I have two files, one that is ~31,000 in length and has the following information (7 fields):
file1
1 + 100208127 100261594 6 100208127,100231680,100237404,100245177,100249508,100260529, 100208306,100231885,100237559,100245300,100249677,100261594,
1 + 100217082 100217185 1 100217082, 100217185,
1 + 100276376 100321515 12 100276376,100288052,100296809,100298021,100299978,100306120,100306616,100307757,100315308,100316594,100318639,100320146, 100276460,100288148,100296872,100298149,100300093,100306339,100306730,100307829,100315421,100316692,100318803,100321515,
the 5th field is important and it explains the number of segments represented in fields 6 and 7. So for example, the first line shows 6, so if you took the first number of field 6 this would represent the start of the first segment and the first number of field 7 would represent the end of the first segment, and so on till you have the total 6 segments. The second line for example shows only 1 in field 5 and hence there's only one segment starting at 100217082 and ending at 100217185.

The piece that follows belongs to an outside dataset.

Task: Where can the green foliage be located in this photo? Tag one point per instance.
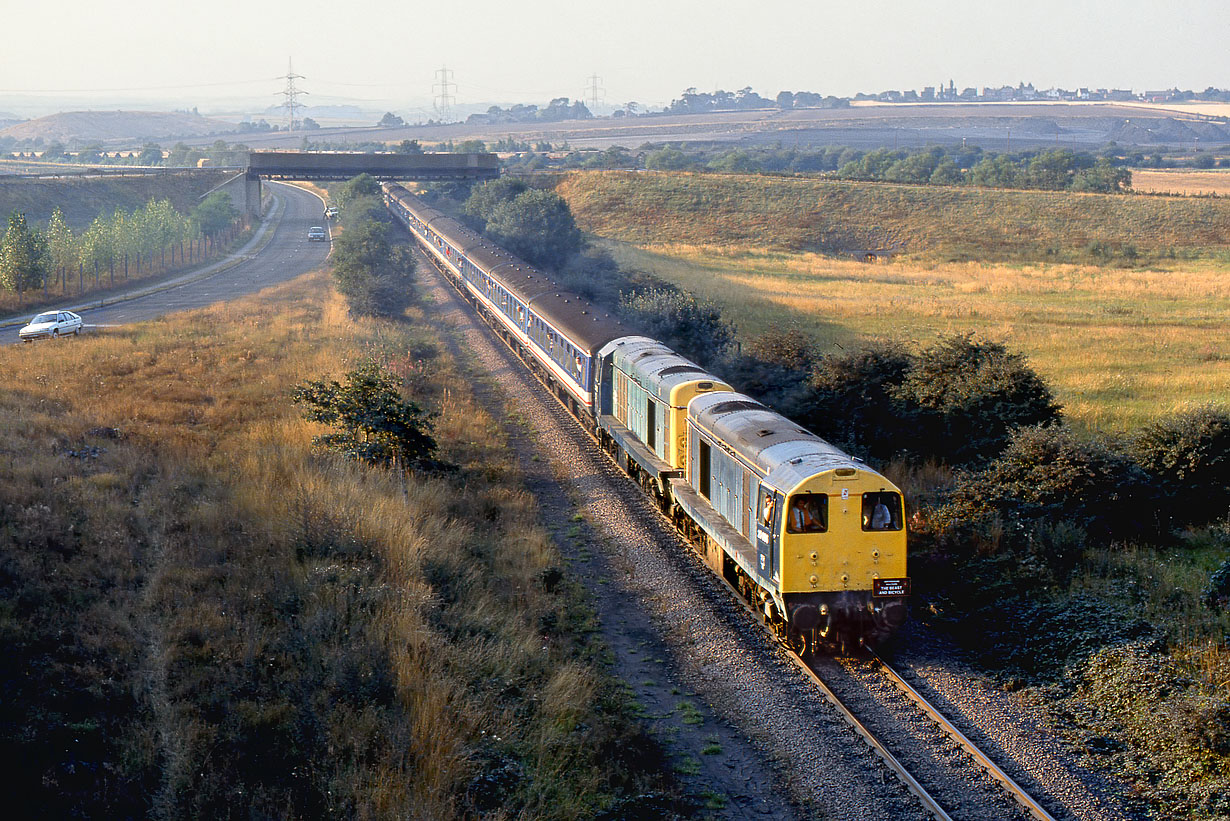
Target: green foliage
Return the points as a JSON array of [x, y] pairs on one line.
[[1188, 458], [853, 399], [361, 186], [964, 396], [214, 214], [538, 227], [23, 256], [1176, 732], [378, 425], [484, 198], [691, 326], [374, 275]]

the second file I have is variable in length and can be from 3,000,000 to 10,000,000 lines. The format contains 4 fields:
file2
1 100208130 100208166 +
1 100208310 100208346 +
1 100217090 100217126 +
1 100231689 100231725 +
As you can see, field 2 and 3 is just a difference of 36 numbers and I want to know how many times each line in file2 is contained within file1 specifically when looking at the segments (remember each line in file1 has different numbers of segments above, e.g. 6, 1, and 12 as represented in field 5).
So if I use these two files to generate my output, my output would tell me:
There are 3 lines from file2 that matches or overlaps segments in file1 and 1 line from file2 that DOESNOT match or overlap segments in file1.
YES 1 100208130 100208166 +
NO 1 100208310 100208346 +
YES 1 100217090 100217126 +
YES 1 100231689 100231725 +
To get this kind of computation, do you think it's important to use hashes for the first file or second file and if so, how would I set this up? Can someone assist here? Thanks!